The three books published with this article where the only three of four (the fourth Nan Jing: Difficult Issues) medical references for contagious disease existing during that time. With Song dynasty contemporary thought now taking into account the patients constitution, different geological areas together with changing climate conditions (seasons) of the year and that changed the treatment strategies to adapt to and counteract evolving pathogens.
Think about that for a minute... Herbal medicine strategies have been adapting to changing conditions since the Song dynasty for over 1,000 years. Whereas, contemporary medicine today cannot evolve quick enough due to multi-drug resistant gram-negative bacteria or severe acute respiratory syndrome SARS 1 or currently Long Covid.
In addition, herbal formula’s originating from this period such as Yu Ping Feng San where created to improve immune system and protect individuals from contracting infections. This product is available to order at our website National Herb Doctor.
(Bensky & Barolet, 1990; Goldschmit, 1999; Liu, 2005; Poon et al; 2006).
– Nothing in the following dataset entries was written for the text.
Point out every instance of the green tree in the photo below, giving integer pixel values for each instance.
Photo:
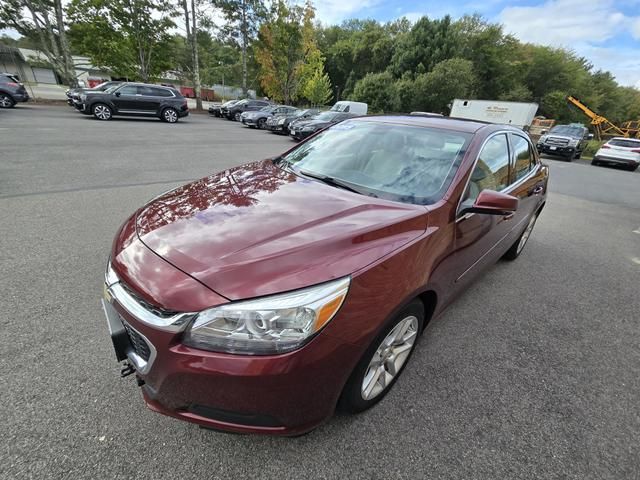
(317, 89)
(242, 23)
(280, 52)
(378, 91)
(133, 35)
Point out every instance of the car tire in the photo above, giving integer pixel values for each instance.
(7, 101)
(169, 115)
(385, 359)
(518, 246)
(102, 111)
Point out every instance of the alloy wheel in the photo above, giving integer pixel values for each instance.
(389, 358)
(6, 101)
(102, 112)
(170, 115)
(526, 234)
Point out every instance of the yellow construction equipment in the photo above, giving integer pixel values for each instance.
(601, 125)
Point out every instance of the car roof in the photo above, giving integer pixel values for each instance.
(448, 123)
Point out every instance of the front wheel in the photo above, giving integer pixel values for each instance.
(516, 249)
(102, 111)
(384, 360)
(6, 101)
(169, 115)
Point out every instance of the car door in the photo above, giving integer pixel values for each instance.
(150, 99)
(478, 237)
(125, 98)
(528, 183)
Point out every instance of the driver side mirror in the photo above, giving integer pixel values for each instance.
(490, 202)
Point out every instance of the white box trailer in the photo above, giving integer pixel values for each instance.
(518, 114)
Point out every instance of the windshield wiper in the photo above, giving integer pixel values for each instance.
(334, 182)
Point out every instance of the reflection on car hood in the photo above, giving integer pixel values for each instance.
(257, 230)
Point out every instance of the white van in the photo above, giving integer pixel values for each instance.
(347, 106)
(518, 114)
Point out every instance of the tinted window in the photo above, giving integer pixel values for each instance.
(492, 169)
(157, 92)
(522, 155)
(129, 90)
(398, 162)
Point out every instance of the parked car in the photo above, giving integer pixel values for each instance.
(567, 141)
(258, 299)
(135, 99)
(73, 94)
(215, 110)
(280, 123)
(233, 112)
(12, 90)
(253, 119)
(300, 129)
(619, 151)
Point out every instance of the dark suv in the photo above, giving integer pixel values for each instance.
(135, 99)
(73, 94)
(567, 141)
(12, 91)
(234, 111)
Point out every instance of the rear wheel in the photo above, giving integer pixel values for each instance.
(384, 360)
(102, 111)
(6, 101)
(516, 249)
(169, 115)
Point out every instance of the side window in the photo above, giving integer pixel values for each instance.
(522, 155)
(492, 168)
(128, 90)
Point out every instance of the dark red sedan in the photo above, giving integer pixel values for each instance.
(260, 298)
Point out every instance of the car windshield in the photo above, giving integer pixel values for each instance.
(575, 132)
(398, 162)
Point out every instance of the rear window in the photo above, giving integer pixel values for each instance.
(624, 142)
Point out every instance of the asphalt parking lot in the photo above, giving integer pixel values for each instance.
(533, 373)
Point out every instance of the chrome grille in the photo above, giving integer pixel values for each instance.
(138, 343)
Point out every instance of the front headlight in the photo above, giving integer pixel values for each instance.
(270, 325)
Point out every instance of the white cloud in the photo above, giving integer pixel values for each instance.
(581, 26)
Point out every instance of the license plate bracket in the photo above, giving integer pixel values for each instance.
(119, 336)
In some instances of treating multi-drug resistant microorganisms western medical treatment is aggressive using more potent medicine that can be toxic and increase the side effects by altering administration techniques of dose and duration, which in turn reduces its efficacy. This strategy might further debilitate the patient’s resistance and damage functions vital for life. The hallmark of herbal medicine is to prevent undesirable side effects, its individualized approach is to provide diagnostic and treatment strategies based on overall analysis of sign and symptoms that may vary over the course of the infection.
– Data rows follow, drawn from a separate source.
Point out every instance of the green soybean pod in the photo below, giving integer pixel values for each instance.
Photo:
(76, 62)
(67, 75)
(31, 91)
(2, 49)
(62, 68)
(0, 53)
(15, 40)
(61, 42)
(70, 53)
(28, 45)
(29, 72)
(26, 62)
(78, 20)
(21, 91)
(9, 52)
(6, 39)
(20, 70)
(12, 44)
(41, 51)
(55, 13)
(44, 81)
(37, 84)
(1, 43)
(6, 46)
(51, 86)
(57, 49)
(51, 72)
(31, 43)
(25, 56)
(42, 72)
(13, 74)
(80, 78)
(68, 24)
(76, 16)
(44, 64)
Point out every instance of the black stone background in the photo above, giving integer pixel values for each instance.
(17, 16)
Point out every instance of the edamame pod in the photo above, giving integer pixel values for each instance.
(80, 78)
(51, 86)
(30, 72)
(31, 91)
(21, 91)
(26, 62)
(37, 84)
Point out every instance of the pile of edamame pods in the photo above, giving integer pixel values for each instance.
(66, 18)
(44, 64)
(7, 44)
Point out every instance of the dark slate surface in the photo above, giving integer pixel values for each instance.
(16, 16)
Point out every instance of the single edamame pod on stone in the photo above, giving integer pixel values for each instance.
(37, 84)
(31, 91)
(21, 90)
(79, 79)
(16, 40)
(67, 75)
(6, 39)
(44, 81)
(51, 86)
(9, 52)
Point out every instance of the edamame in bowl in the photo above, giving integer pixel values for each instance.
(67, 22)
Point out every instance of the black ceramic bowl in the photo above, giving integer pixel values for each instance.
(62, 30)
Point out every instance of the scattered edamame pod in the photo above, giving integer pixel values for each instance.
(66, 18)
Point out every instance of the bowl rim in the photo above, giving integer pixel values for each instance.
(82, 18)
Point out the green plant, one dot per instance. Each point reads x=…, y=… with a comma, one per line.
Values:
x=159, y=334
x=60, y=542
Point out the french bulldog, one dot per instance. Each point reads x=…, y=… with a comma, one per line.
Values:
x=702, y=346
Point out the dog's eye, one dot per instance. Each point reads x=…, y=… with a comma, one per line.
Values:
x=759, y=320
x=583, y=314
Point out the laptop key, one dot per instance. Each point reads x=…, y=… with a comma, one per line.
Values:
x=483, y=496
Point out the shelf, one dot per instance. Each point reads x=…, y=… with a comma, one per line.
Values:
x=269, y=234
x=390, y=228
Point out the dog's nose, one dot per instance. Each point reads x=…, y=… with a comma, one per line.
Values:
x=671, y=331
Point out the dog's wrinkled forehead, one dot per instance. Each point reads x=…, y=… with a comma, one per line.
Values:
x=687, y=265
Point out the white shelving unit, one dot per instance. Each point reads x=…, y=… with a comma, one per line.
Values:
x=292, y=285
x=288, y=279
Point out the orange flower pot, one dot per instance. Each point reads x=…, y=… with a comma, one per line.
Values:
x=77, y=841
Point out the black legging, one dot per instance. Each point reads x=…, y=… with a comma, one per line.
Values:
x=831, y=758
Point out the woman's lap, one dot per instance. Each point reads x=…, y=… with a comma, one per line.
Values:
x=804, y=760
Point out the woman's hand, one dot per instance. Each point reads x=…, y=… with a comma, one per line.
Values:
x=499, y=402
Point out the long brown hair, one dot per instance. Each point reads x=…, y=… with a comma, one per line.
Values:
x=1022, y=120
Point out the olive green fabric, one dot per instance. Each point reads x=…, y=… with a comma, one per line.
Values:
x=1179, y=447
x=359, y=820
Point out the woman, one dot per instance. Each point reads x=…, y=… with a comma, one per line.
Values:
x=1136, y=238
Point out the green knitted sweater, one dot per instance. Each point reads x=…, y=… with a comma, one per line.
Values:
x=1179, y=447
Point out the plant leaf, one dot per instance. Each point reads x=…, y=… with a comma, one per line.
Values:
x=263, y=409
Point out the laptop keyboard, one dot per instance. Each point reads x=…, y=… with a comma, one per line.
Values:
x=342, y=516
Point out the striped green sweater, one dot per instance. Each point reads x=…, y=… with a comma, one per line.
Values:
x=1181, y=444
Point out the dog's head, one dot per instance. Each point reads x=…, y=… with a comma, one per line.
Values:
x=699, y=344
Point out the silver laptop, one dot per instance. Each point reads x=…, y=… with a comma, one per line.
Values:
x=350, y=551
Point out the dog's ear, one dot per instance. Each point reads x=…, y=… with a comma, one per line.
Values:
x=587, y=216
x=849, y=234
From recent knowledge gained during the emergence of SARS 1, an integration of both paradigms can be used to augment the other. In addition, to inhibiting the ability for pathogens to flourish, herbal medicine has unique ability to at certain stages of infection can improve the patient’s immune function by supplementing Qi (Ren Shen, Zhi Gan Cao, Da Zao) and nourish Yin (Sheng Di Huang, Mai Men Dong and Xuan Shen) this can be crucial in reducing mortality by stopping the pathogen diving deeper into an already weakened immune system. Accordingly, the resultant effect of its application has a reduction in lymphocyte activity and T-lymphocyte numbers increasing, accelerating recovery from pathogenic invasion. Meaning the immune function has been strengthened, vital substances protected and pathogens expelled (Esposito & Leone, 2006; Jun et al 2004; Ryan, 1994; Teeguarden, 1984; Zaiyang et al, 2004).
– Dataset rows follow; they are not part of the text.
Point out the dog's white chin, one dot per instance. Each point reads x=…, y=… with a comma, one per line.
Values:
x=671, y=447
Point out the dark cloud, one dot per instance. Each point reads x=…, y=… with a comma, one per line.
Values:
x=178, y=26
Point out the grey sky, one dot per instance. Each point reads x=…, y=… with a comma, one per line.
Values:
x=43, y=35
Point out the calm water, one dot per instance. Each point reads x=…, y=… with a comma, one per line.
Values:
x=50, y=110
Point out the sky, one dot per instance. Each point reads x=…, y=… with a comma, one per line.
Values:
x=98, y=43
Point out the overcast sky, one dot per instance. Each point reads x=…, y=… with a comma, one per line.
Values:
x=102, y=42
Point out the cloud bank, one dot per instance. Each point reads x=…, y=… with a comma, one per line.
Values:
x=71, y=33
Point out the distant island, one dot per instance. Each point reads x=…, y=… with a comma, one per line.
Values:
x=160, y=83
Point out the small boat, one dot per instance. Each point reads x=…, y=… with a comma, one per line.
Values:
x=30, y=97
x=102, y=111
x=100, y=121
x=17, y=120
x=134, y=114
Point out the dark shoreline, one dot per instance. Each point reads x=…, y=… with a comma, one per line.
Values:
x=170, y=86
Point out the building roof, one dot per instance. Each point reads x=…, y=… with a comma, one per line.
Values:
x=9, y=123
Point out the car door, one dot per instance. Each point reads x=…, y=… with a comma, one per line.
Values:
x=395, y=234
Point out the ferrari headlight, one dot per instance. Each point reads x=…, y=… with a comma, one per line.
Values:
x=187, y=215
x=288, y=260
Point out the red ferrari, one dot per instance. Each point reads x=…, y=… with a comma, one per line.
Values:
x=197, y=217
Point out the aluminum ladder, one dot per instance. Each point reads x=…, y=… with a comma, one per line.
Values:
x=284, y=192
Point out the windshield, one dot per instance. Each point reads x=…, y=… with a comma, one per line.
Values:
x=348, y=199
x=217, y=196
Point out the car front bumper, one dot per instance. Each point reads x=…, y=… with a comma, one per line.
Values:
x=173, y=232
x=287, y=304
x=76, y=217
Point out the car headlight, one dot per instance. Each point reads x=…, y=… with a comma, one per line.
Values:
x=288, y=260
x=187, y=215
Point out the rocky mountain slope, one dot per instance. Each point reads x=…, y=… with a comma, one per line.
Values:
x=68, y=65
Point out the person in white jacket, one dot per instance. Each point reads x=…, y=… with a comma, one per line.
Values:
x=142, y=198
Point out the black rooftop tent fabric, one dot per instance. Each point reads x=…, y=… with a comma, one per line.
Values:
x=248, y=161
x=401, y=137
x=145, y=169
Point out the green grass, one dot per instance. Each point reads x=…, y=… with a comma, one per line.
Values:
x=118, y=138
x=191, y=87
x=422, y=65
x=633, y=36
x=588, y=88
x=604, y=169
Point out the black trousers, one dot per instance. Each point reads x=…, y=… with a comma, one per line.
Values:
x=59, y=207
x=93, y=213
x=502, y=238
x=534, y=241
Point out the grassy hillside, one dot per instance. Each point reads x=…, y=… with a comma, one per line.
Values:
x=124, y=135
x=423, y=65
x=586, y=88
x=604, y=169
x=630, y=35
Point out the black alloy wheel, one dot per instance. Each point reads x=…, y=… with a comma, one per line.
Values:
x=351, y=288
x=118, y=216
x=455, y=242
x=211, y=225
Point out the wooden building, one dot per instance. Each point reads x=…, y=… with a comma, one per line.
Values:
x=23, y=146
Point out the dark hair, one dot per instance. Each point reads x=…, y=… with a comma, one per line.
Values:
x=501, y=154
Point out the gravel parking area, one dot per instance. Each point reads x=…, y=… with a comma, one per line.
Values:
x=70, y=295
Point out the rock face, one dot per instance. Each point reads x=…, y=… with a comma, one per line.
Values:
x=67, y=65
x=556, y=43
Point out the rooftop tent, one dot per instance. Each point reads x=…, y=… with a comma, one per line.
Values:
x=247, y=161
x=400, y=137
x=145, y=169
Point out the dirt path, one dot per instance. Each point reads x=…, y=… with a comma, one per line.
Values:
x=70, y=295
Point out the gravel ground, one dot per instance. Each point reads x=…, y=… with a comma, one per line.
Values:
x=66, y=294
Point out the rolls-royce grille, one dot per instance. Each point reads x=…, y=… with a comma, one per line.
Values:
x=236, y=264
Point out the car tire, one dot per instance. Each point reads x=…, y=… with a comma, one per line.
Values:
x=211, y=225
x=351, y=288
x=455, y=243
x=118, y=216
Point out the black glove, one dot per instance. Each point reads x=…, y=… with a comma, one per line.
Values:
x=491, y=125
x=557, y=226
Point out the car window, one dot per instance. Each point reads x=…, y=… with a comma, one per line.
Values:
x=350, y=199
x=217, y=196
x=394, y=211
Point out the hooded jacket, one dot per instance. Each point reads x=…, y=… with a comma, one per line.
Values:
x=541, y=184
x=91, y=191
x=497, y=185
When exposed to the light, facts stated above have shown a considerable decline in the efficacy of western medicine due to, in many instances incorrect treatment and to the resilience of microorganisms. It has been revealed that current medical procedures are not solely to blame for the emergence of epidemics, but also the dynamics of globalization and its interaction with the environment at all levels allows these conditions to prosper. During the recent SARS 1 epidemic Chinese medicine has proven its self a reliable colleague to Western medicine and now more than ever we need to consider these separate entities as one before emerging epidemics transform into pandemics.